Fini les années 2003-2004, où les Américains profitaient de l’effondrement de l’Union soviétique pour défier les Russes dans leur pré carré. Le duo Bush-Cheney, mélange de messianisme béat et d’idéologie brutale, épaulé par Condi Rice, la secrétaire d’État spécialiste de la Russie, avait soutenu l’adhésion des pays baltes à l’UE et à l’Otan, encouragé les révolutions « démocratiques » de Géorgie et d’Ukraine, et installé des bases au Tadjikistan, en Ouzbékistan et au Kirghizistan.
Grâce à l’enlisement des États-Unis en Irak puis aux nouvelles priorités de l’administration Obama (encerclement de la Chine, nucléaire iranien, stabilisation de l’Afghanistan et du Pakistan), la Russie avance à nouveau ses pions, et avec plus de souplesse que naguère. Les tyranneaux d’Asie centrale ne s’y sont pas trompés : ils ont chassé les Américains des bases de Khanabad et de Manas, et signé des accords de défense et des contrats énergétiques avec Moscou.

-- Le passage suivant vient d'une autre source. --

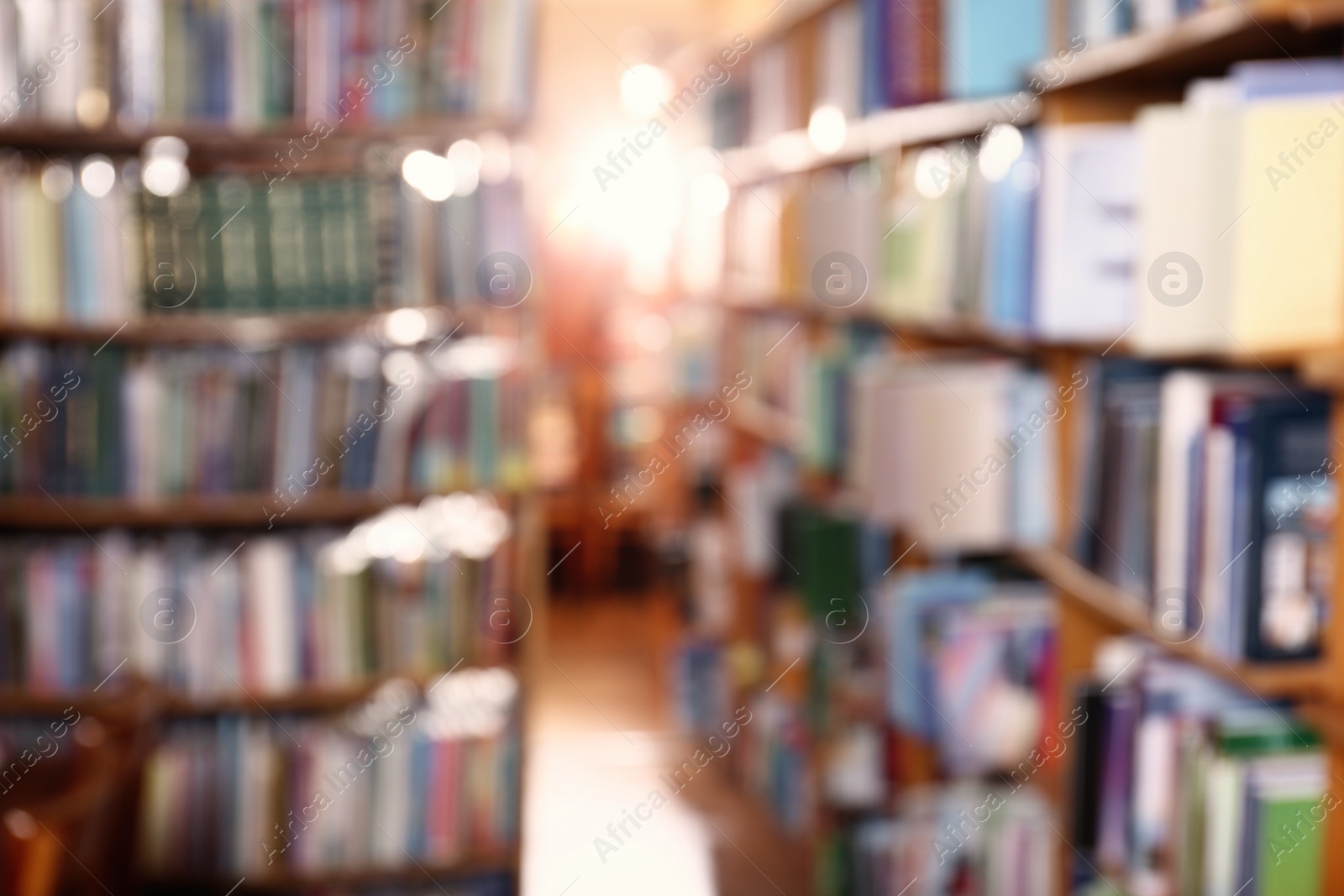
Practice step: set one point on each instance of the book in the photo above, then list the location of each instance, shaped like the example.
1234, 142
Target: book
396, 777
272, 614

Ianoukovitch pourrait leur emboîter le pas en concluant un accord de libre-échange avec les Russes, en leur donnant un droit de regard sur le gazoduc qui traverse l’Ukraine, en prolongeant la durée du bail de leur flotte à Sébastopol, et en reconnaissant les Républiques prorusses d’Abkhazie et d’Ossétie du Sud, qui ont fait sécession d’avec la Géorgie.
Il devrait surtout enterrer le projet d’adhésion de son pays à l’Otan – le cauchemar de Moscou – tout en poursuivant le rapprochement avec l’UE. La Russie n’a pas gagné sur toute la ligne, mais elle a marqué un point.